Six months later, it's fiction.

This isn't a discipline problem. I've seen it at teams with strong engineering culture, with good processes, with people who genuinely care about documentation. The Confluence page still goes stale. The root cause is structural, and until you treat it that way, nothing changes.

Why external docs always drift

When documentation lives in a different place than the code, there's no mechanism that forces them to stay in sync. It relies entirely on people remembering to update two separate things every time anything changes. A column gets renamed, an endpoint response adds a field, a Kafka message format evolves — the ticket gets closed, the code gets merged, and the Confluence page stays where it was.

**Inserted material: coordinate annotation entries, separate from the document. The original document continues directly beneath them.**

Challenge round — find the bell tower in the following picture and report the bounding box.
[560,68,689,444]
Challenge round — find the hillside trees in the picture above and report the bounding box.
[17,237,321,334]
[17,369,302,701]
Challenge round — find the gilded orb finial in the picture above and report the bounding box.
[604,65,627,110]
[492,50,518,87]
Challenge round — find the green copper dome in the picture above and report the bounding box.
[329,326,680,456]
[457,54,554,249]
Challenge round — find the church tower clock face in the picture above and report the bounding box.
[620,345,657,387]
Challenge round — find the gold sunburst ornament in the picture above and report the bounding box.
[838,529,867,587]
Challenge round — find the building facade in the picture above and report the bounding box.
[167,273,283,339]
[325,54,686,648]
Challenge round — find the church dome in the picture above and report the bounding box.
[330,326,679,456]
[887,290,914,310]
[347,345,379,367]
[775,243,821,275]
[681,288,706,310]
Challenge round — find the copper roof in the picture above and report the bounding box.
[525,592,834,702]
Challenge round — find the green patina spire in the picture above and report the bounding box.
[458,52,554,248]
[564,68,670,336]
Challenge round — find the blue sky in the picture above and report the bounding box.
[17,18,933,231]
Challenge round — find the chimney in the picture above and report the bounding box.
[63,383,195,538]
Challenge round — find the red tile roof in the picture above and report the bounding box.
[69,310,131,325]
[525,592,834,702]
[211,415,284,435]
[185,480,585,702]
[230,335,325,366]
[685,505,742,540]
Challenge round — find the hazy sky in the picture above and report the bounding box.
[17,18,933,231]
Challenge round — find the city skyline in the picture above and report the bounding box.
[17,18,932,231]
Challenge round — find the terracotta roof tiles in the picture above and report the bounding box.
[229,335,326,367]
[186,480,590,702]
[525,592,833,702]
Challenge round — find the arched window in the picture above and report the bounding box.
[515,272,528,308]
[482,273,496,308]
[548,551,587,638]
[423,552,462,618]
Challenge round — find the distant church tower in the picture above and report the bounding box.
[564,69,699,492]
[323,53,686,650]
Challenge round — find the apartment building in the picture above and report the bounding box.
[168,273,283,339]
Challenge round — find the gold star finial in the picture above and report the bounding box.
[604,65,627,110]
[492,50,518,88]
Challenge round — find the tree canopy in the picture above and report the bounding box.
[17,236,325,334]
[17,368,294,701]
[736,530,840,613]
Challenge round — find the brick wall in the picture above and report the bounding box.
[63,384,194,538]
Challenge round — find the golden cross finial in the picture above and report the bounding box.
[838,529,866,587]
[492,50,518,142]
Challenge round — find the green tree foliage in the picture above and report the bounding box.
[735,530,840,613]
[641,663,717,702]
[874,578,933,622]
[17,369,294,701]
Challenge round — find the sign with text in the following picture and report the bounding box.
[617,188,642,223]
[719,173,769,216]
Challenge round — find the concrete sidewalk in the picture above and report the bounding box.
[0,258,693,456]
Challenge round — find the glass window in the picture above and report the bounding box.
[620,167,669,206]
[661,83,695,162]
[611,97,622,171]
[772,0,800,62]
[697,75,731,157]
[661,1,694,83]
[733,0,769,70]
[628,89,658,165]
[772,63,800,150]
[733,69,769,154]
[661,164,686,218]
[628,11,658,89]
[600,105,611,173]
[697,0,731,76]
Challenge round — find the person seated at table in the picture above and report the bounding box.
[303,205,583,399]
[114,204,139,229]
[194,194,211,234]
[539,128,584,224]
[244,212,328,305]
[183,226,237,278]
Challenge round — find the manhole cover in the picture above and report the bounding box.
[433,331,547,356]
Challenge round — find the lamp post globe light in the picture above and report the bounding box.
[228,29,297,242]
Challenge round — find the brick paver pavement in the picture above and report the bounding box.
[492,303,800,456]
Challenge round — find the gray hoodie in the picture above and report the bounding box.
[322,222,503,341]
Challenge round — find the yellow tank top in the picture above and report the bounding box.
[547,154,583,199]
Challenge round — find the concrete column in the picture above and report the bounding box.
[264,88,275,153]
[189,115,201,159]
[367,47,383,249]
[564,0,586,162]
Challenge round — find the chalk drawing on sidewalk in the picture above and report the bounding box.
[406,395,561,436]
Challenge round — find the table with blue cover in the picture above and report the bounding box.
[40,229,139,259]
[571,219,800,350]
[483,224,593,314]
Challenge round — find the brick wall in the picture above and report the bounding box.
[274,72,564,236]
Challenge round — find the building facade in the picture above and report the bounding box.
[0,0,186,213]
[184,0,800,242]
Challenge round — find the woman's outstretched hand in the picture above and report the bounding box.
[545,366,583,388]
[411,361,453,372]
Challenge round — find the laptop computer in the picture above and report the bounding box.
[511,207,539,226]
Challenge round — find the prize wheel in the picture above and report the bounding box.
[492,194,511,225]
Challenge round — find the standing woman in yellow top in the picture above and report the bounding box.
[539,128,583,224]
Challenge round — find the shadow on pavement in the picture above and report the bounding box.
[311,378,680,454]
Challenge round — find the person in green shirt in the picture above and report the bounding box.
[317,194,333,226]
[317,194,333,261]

AI writing more of your code makes this worse. More code ships faster now. The documentation debt compounds faster too.

The fix isn't better processes or more reminders in the PR template. It's to stop maintaining documentation as a separate artifact and tie it directly to the code.

Three tools that keep docs honest

Swagger on your REST controllers

If you're using Spring Boot with springdoc-openapi, you already have the infrastructure. You just need to use it properly.

@RestController
@RequestMapping("/api/orders")
@Tag(name = "Orders", description = "Order lifecycle management")
public class OrderController {

    @Operation(
        summary = "Get order by ID",
        description = "Returns a single order. 404 if the order doesn't exist or belongs to a different customer."
    )
    @ApiResponse(responseCode = "200", description = "Order found")
    @ApiResponse(responseCode = "404", description = "Order not found")
    @GetMapping("/{id}")
    public ResponseEntity<OrderDto> getOrder(
        @Parameter(description = "Internal order ID") @PathVariable Long id
    ) {
        return orderService.findById(id)
            .map(ResponseEntity::ok)
            .orElse(ResponseEntity.notFound().build());
    }
}

The Swagger UI becomes a living contract. It's always current because it's generated from the code. Frontend devs, QA, external teams can check it themselves without asking you anything.

If your controllers are getting buried in annotations, the previous post on moving Swagger to interfaces covers that pattern.

PostgreSQL column comments in DDL

PostgreSQL supports COMMENT ON natively. It's been there forever, almost nobody uses it.

CREATE TABLE orders (
    id          BIGSERIAL    PRIMARY KEY,
    customer_id BIGINT       NOT NULL,
    status      VARCHAR(20)  NOT NULL,
    total_cents BIGINT       NOT NULL,
    created_at  TIMESTAMPTZ  NOT NULL DEFAULT now()
);

COMMENT ON TABLE orders IS 'Customer purchase orders. One row per order, regardless of item count.';

COMMENT ON COLUMN orders.status IS
    'Order lifecycle state. Valid values: PENDING, CONFIRMED, SHIPPED, DELIVERED, CANCELLED. '
    'Transitions are enforced in OrderService, not at the DB level.';

COMMENT ON COLUMN orders.total_cents IS
    'Order total in cents. Always positive. Divide by 100 for display. '
    'Never store as decimal — rounding bugs.';

These comments ship with the schema. They live in your migration files. When the column changes, the comment gets updated in the same commit, by the same person, in the same PR review.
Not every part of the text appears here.